Kuwait called for an end to violence and for real political reforms in Syria yesterda. It is the first time an Arab country has publicly criticised Damascus over its suppression of a pro-democracy uprising.
Kuwait joins in criticism of Syria
Damascus // International pressure on Syria increased yesterday when Kuwait called for an end to violence and for real political reforms. It is the first time an Arab country has publicly criticised Damascus over its suppression of a pro-democracy uprising.
Kuwait felt "extreme pain for the continued bloodshed" among Syrians, a foreign ministry official said in remarks reported by the state-run news agency, KUNA.
"Kuwait calls for dialogue and a political solution to allow implementing true reforms that meet the legitimate demands of the Syrian people away from the security actions," the official said.
Syrian security forces killed 14 people during yesterday afternoon's protests, according to activists, as thousands demonstrated on the first Friday of Ramadan.
With Arab states thus far silent on the situation in Syria, the comments from Kuwait were carefully noted in Damascus.
"To see Kuwait criticising the regime is an important step," said a Syrian analyst based in the capital. "Until now the Arab states have been talking behind the scenes and have not gone public. This is a worrying sign for the regime."
Turkey, one of Syria's closest allies, added to its earlier repeated criticisms of Damascus yesterday. "Operations with heavy arms and tanks in densely populated residential areas like Hama are not legitimate at all," Turkey's foreign minister, Ahmet Davutoglu, said.
Those comments came after Russia, which has provided diplomatic cover for Damascus on the world stage, warned the Syrian president, Bashar Al Assad, he faced a "sad fate" unless he ended violence and pushed through immediate, genuine reforms.
First Russia and now Kuwait, the Syrian regime is getting more and more isolated," the Damascus-based analyst said. "Even its friends are beginning to turn their backs now. The bloodshed is deepening and getting harder and harder to ignore."
The focus of yesterday's violence was Erbeen, on the outskirts of Damascus, where seven protesters were shot dead, according to the Local Coordination Committees, a coalition of demonstration organisers. Another three were killed in Douma and one in Moadamiyah, also suburbs of the capital, the LCC and human-rights groups said. A further two deaths were reported by human-rights monitors in Homs, and one in Deraa, on the southern border with Jordan.
More protests were expected to take place after evening prayers, raising the possibility of the death toll increasing throughout the night. With the Muslim holy month of Ramadan under way, extended demonstrations have been taking place between dusk and dawn.
Syrian state-run media said two security officers were killed and eight injured in an ambush by "armed groups" in the northern province of Idleb, with ambulances coming under fire en route to help the wounded. It also reported gunmen shooting at security forces in Douma and Homs. It made no mention of civilian casualties.

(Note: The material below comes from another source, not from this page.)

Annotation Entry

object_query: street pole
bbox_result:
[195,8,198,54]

Neither the accounts of human-rights activists or the government can be independently verified. For months the United Nations has requested access for a human-rights investigation team but the Syrian authorities have refused.
Activists admitted the scale of yesterday's protests was reduced compared with previous weeks, when millions have taken to the streets across the country demanding the downfall of Syria's autocratic regime. They blamed drastically heightened security measures for the lower turnout.
"It's amazing there are any protests at all this week, with all the security measures in place, with the army in cities and so many arrests," said one supporter of the five-month-old pro-democracy uprising.
In the past week alone, in a handful of Damascus districts, civil-rights campaigners have recorded thousands of detentions; 1,000 people were arrested in sweeps by secret police in Ruskin El Din, Syrian lawyers monitoring the situation said, with another 1,200 taken in Qaboun, 1,000 in Hajar Aswad and 400 in Qadam.
Civil-rights campaigners say more than 100 people have been killed since the Ramadan offensive - centred on Hama - began, and have warned the real figure likely to me much higher. Upwards of 1,800 have died nationwide since March, human-rights monitors say.
Inside Syria anti-regime rhetoric has also been hardening, with activists reporting a new chant on the streets of Midan, an affluent Damascus suburb were there have been persistent demonstrations. Previously, demonstrators sang "the people want the downfall of the regime". Yesterday they chanted: "The people want the execution of Bashar."
That slogan underlines deep divisions in Syrian society, with Mr Al Assad still commanding support among a hard core of loyalists and, anecdotally, among many ordinary Syrians who believe that he is all that stands between the country and sectarian civil war.
Mr Al Assad has blamed the uprising on foreign conspirators, and says he faces an Islamist militant revolt that must be put down by force of arms. He has promised democratic political reforms but they have fallen far short of the sweeping changes demanded by opposition groups and the international community.